NATURE ON DISPLAY
Butterfly Exhibit at the Florida Museum of Natural History in Gainesville, FL. Image by: Katherine Sartz
The Butterfly Habitat was incredible to experience. I've been to a butterfly house near my home a long time ago, but it was not the massive scale of UF's Museum of Natural History. I loved this exhibit because it was an open air exhibit. You could smell the fresh air and vegetation of the plants. The sounds of the fountain in the far corner was also very soothing to listen to. The vibrancy of life and the sheer amount of butterflies in the exhibit caught my attention. I was not expecting so many butterflies to be in the exhibit. The butterflies also kept landing on me and wouldn't let go making this experience quite memorable. I enjoyed this little piece of tropical paradise in the midst of Gainesville.
NATURE AND ETHICS
Screened-in exhibit at the Florida Museum of Natural History. Image by: Katherine Sartz
The Florida Museum of Natural History definitely served as an opportunity to appreciate nature and the land for matters more than simply making a profit. As a geography major I already have a great respect for nature and living things, and this museum only refined that care for the place that was here before humans first began traversing and destroying the Earth. As I walked through the museum I was impressed with the different displays, especially the Northwest Florida Emerald Coast display as that is where I am from. It was interesting to see some of the research ongoing about sand dunes and sea turtle nesting in my local area on display in a museum halfway across the state. This made the university feel a little closer to home. The museum allowed visitors to connect with nature by having displays that resemble the sand dunes of Northwest Florida as well as making the butterfly display walkable. However, the museum failed to allow visitors to connect with nature as visitors are only able to see the butterflies in captivity. Though the screened-in habitat had amble space for the butterflies to reside and thrive, this fabricated environment does not simulate a typical habitat in nature in that there are no natural predators and therefore allows for the thriving of the few butterfly species. This is a great for visitors as it allows them to see more butterflies in a small, confined space of the screened-in display, however I believe animals should not be confined to man-made boundaries and kept within the screened in areas when their own natural habitats are much larger. All in all, the beauty of the multiple plant species within the butterfly display instilled in me a renewed sense of responsibility to defend and protect the environment that gives us life and provides humans with clean air.

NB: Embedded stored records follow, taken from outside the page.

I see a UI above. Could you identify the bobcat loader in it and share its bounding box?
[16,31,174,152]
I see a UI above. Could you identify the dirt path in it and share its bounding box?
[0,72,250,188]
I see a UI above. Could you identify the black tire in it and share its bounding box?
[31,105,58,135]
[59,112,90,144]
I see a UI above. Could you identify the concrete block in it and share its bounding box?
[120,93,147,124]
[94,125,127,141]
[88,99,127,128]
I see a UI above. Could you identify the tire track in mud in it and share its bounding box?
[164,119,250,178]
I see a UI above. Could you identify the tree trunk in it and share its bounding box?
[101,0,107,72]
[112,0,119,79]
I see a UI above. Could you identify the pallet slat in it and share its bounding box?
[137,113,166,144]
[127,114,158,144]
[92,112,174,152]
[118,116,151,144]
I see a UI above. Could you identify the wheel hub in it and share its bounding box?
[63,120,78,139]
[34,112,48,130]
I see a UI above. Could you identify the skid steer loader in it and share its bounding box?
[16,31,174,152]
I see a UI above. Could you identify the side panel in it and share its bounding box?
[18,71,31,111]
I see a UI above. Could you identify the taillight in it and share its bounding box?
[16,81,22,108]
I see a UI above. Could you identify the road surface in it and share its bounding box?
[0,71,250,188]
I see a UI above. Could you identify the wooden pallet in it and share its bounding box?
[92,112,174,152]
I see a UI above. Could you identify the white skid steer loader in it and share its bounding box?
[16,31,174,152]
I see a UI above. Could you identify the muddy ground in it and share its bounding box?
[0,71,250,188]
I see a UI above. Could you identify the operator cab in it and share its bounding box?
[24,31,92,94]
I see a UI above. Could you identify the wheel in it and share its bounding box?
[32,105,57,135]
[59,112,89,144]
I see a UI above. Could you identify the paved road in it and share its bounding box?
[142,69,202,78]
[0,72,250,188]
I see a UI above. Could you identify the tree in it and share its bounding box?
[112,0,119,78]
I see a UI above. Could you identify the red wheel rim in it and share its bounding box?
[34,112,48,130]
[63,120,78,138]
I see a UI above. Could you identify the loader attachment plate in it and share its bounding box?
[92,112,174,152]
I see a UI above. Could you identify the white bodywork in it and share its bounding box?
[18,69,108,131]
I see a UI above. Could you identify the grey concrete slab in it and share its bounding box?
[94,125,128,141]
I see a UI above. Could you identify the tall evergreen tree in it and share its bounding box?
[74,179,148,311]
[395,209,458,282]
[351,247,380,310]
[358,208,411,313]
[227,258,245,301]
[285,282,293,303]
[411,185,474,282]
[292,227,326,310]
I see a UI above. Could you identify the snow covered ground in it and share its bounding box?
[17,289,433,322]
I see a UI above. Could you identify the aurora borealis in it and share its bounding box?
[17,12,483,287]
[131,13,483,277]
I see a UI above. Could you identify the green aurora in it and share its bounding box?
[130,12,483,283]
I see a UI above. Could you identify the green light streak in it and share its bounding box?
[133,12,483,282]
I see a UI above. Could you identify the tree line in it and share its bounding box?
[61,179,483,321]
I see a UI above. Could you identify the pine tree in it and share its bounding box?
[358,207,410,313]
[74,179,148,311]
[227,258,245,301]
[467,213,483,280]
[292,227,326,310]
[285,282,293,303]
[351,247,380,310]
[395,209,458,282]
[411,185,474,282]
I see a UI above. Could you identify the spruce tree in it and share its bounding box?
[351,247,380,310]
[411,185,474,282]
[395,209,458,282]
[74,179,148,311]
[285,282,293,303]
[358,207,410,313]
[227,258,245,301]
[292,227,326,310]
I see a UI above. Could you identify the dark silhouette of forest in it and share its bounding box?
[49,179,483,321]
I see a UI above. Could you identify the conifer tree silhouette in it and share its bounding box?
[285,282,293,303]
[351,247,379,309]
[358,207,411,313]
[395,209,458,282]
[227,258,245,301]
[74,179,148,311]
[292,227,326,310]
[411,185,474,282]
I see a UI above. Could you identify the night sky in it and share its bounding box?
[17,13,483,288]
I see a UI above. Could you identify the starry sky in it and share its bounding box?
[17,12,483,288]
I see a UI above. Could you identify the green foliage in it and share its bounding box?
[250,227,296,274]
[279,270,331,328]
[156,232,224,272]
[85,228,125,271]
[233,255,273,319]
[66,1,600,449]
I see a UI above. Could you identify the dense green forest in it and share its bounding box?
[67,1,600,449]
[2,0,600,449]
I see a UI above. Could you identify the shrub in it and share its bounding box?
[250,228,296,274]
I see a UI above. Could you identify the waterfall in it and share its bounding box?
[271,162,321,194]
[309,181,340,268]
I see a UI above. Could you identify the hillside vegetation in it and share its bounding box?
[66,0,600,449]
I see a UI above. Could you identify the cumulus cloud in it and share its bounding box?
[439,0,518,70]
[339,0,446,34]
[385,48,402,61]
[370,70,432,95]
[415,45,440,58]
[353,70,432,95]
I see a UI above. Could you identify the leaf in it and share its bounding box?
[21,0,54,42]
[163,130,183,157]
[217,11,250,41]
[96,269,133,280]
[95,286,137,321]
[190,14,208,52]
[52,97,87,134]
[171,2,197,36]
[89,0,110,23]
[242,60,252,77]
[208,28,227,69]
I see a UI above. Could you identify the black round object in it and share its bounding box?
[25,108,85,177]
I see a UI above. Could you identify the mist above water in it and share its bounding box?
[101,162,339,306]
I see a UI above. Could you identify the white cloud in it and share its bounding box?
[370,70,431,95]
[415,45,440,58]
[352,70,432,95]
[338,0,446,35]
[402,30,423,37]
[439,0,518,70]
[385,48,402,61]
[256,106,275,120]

NATURE AND THE HUMAN SPIRIT
Reaction to a butterfy landing on my leg. Photo by: Katherine Sartz
The Natural History helps us to step out of our daily lives simply by doing something different. In this picture a butterfly had just landed on my leg and it was tickling me and I was laughing. That doesn't happen everyday, especially in the midst of the hustle and bustle of the semester and life on campus. By doing something new and different each day, we can flex our minds, explore new experiences and learn more about ourselves. I think nature has this affect on the individual that no motivational speaker can have. It inspires us to step out of our everyday routine and sets a fire in us that desires to never stop exploring. There is so much of the world to be seen and enjoyed as well as protected so that future generations can relish the Earth's beauty as well.